BigQuery Time-Partitioning: A Hidden Cost Revealed

Image shows Piyush kalra with a lime green background

Piyush Kalra

Nov 28, 2025

    Table of contents will appear here.
    Table of contents will appear here.
    Table of contents will appear here.

You have done something that many other people have also done. You have managed to partition your BigQuery tables in an effort to organize your data and reduce query expenses. You have an expectation that your bill is going to decrease, yet it continues to rise. Why is that? Well, it turns out, there is a minuscule element in your SQL query, something trivial like CAST(), that completely overturns the logic you spent so much effort to save.

This is very common, and it is also very annoying. However, it is not the end of the world. These are the reasons why BigQuery time partitioning behaves like it does, which we need to resolve swiftly.

What Is BigQuery Time-Partitioning and Why Does It Matter?

Instead of going directly to the cost that is hidden, let's start with the fundamentals. A partitioned table in BigQuery that has been sliced into smaller tables: partitions. When you run a query with a restriction on the partition column, BigQuery does not have to scan all the partitions, only the relevant ones. This process is called partition pruning.

Think of partition pruning as analogous to opening a single drawer in a cabinet to locate a particular file and avoiding a more complicated approach of emptying the cabinet and rummaging through all the contents. By lessening the amount of data examined, the costs and performance of the query improve profitability dramatically.

A time partitioned table can be created through a column defined as a DATE, DATETIME, or TIMESTAMP. An example of a table created, which is partitioned using a DATE column, is shown below:

metadata := &bigquery.TableMetadata{
   TimePartitioning: &bigquery.TimePartitioning{
       Field:      "date", // Partition by the 'date' column
       Expiration: 90 * 24 * time.Hour, // Partitions expire after 90 days
   },
   Schema: sampleSchema,
}

This is one of the most crucial aspects of setting up the data in BigQuery for easy retrieval while minimizing costs.

The Hidden Cost Trap: When Partition Pruning Fails

This is where things get complicated. The assumption here is that any query with the filters of date will invoke partition pruning, but that is not always the case. The function that is used in the WHERE clause is of great significance.

Let’s look at two queries that appear to be similar. For a partitioned table of events, let us assume that there is a partitioned DATETIME column called event_time.

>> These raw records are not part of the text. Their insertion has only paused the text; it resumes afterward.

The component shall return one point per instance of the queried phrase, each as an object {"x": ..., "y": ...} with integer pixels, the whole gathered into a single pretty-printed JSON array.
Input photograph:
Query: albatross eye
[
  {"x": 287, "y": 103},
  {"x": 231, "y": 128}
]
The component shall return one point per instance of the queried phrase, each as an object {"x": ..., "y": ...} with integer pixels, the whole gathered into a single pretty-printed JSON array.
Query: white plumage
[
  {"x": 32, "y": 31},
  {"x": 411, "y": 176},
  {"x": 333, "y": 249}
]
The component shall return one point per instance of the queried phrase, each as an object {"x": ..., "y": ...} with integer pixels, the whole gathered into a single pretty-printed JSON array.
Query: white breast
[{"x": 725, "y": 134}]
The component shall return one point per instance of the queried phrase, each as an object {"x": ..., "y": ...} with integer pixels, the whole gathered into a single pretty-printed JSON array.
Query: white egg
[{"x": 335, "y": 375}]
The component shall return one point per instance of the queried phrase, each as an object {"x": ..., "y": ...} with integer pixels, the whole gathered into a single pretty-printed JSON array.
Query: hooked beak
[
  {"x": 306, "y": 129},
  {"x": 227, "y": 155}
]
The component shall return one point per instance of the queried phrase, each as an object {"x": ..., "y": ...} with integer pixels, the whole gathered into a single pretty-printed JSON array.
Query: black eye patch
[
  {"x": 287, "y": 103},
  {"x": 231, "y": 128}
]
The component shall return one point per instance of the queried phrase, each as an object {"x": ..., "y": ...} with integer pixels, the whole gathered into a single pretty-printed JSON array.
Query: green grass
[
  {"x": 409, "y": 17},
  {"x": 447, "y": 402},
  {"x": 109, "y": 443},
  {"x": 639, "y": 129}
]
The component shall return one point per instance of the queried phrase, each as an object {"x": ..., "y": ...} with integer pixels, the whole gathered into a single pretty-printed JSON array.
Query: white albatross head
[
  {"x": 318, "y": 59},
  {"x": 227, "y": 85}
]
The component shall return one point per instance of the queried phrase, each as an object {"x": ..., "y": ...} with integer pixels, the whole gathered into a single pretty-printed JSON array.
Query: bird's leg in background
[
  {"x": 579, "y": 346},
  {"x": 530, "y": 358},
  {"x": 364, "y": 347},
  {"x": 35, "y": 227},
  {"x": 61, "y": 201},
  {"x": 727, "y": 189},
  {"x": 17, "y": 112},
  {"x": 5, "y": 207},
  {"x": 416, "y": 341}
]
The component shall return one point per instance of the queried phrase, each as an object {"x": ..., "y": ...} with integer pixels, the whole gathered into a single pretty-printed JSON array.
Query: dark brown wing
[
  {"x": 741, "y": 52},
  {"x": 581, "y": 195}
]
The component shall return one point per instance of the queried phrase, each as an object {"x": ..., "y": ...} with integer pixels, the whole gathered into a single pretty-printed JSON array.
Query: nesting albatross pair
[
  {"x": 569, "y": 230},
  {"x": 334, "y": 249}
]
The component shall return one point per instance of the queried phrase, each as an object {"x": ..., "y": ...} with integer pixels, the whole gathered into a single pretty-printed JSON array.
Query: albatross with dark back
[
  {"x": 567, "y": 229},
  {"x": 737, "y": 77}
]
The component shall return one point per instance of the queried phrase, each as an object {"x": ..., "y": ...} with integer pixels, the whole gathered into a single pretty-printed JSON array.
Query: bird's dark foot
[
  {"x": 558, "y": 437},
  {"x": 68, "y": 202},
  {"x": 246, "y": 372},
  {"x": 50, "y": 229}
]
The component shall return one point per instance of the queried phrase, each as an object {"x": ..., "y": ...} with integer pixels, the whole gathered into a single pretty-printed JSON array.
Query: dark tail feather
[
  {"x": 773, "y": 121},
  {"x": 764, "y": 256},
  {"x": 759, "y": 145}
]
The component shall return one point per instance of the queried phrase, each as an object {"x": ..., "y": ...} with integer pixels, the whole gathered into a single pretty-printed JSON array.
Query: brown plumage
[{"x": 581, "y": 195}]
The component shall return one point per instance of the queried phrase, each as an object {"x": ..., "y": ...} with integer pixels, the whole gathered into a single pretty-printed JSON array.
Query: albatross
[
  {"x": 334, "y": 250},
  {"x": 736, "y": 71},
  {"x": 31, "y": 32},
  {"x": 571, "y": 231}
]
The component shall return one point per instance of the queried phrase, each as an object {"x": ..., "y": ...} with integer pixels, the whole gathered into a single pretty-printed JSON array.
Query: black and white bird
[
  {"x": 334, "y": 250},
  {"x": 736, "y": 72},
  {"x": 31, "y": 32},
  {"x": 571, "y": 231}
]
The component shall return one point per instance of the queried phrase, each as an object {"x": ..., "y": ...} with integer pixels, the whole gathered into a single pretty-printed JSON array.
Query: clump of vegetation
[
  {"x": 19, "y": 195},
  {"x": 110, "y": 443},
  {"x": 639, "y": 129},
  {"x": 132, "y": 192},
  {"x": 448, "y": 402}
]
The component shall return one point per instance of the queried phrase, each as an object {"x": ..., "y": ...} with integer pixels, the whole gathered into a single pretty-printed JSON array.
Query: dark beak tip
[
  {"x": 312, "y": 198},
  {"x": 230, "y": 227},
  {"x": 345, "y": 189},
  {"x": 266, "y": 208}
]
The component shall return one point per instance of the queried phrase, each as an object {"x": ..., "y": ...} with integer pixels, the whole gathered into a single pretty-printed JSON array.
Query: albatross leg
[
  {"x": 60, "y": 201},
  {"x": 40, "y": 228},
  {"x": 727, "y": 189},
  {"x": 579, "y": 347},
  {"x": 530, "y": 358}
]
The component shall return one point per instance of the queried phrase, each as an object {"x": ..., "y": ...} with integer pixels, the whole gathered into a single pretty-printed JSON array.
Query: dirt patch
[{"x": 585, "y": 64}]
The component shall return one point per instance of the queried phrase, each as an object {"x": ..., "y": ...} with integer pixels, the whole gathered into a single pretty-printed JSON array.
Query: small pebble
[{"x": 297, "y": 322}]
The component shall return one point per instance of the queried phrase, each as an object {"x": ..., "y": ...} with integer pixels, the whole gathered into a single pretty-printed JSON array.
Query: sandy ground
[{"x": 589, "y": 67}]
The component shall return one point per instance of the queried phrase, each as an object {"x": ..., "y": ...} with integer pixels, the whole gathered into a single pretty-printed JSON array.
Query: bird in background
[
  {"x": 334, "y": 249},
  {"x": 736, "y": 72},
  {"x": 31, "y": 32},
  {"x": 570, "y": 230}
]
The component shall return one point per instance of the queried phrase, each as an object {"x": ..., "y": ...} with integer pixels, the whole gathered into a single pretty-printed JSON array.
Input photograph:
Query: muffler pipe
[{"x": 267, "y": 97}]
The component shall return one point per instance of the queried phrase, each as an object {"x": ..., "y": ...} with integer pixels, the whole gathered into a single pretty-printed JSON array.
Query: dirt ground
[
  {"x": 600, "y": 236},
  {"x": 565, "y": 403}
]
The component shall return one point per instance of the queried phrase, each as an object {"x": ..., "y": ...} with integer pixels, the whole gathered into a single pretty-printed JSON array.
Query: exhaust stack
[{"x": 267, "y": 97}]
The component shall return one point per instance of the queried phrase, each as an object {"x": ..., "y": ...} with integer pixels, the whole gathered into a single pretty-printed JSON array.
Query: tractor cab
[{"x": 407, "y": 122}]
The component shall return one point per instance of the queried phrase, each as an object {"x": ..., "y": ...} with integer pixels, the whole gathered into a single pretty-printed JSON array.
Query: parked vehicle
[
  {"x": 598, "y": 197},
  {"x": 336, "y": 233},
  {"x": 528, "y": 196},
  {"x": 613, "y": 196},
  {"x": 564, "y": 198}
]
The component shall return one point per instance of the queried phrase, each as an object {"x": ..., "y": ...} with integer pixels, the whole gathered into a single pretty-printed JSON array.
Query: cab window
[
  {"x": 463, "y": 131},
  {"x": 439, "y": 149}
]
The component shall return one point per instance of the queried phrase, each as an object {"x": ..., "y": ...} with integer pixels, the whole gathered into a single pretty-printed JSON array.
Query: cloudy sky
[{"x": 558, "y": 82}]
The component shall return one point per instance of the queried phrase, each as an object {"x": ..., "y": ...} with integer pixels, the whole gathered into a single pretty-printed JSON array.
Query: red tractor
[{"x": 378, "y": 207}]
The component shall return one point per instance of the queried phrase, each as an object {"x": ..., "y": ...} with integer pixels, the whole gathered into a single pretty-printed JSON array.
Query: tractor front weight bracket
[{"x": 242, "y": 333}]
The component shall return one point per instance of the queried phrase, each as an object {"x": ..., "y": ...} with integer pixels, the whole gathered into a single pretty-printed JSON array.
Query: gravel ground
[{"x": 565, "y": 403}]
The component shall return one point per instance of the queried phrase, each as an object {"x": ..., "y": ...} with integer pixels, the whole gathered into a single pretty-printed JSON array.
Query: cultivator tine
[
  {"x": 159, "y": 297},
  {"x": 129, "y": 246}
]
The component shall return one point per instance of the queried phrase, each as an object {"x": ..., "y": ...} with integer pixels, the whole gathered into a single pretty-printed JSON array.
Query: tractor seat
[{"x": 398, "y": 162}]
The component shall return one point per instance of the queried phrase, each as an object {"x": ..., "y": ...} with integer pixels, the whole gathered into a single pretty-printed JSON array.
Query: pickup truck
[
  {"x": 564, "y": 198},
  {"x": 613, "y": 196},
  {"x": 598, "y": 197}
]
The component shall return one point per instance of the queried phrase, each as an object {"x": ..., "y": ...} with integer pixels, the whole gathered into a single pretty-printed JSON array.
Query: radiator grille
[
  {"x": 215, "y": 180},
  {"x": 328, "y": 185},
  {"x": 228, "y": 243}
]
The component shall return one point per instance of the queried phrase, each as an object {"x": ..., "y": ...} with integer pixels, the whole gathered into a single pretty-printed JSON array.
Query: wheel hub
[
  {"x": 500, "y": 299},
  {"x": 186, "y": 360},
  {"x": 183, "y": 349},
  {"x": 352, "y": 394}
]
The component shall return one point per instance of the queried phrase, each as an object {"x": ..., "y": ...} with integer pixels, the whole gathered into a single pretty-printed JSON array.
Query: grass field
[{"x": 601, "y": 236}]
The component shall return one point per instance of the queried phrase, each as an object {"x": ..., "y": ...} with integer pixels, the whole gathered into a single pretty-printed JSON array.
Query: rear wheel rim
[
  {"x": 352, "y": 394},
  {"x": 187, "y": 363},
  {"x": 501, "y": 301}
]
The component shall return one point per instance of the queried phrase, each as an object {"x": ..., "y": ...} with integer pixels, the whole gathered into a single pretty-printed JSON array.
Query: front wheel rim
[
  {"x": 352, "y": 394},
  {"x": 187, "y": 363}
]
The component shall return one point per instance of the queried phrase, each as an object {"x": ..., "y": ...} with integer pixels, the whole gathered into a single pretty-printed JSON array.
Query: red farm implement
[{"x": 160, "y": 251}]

Query 1: The Expensive Way
This query uses CAST () to change the column of the partition in DATETIME to a DATE.

SELECT
   *
FROM
   `project.dataset.events`
WHERE
   CAST(event_time AS DATE) = '2025-11-12';

Bytes processed: 1.01 GB (Full table scan)

Query 2: The Optimized Way
This query uses the DATE() function instead.

SELECT
   *
FROM
   `project.dataset.events`
WHERE
   DATE(event_time) = '2025-11-12';

Bytes processed: 85 MB (Partition pruned)

The first query, which uses CAST(), gets to scan the whole table. The second query, which uses DATE(), only scans the partition for 2025-11-12. The disparity in data processing directly affects the cost of your query more.

Unlike other database systems, BigQuery, for example, does not scan the entire dataset. Rather, with the DATE(event_time) column, it opens the drawer corresponding to 2025-11-12, reads that specific partition, and ignores the rest. This concept is referred to as partition pruning and is arguably one of the best cost-optimization features of BigQuery.

However, that is not the end of the world. It is not always the case that it will function the way you expect. In the case of applying the CAST() function to the partition column, BigQuery does not 'see' those partitions. This results in the pruning of the partition and the scanning of the entire table, which ultimately increases the cost associated with that first query.

Why Your Partition Filter Might Be Failing in BigQuery

So, why does CAST () break partition pruning while DATE () works? It comes down to how BigQuery uses the query planner to apply the filters.

When you filter on a partition column directly, there is a high likelihood that BigQuery will know what partitions to scan. If computation is done on that column, the query planner has additional work to do. In the case of DATETIME columns, CAST(event_time AS DATE) creates a "computed" value. BigQuery cannot pre-calculate the result of the function for every single row across all partitions and thus defaults to a full table scan for safekeeping. It cannot partition the filter to the hidden partition metadata.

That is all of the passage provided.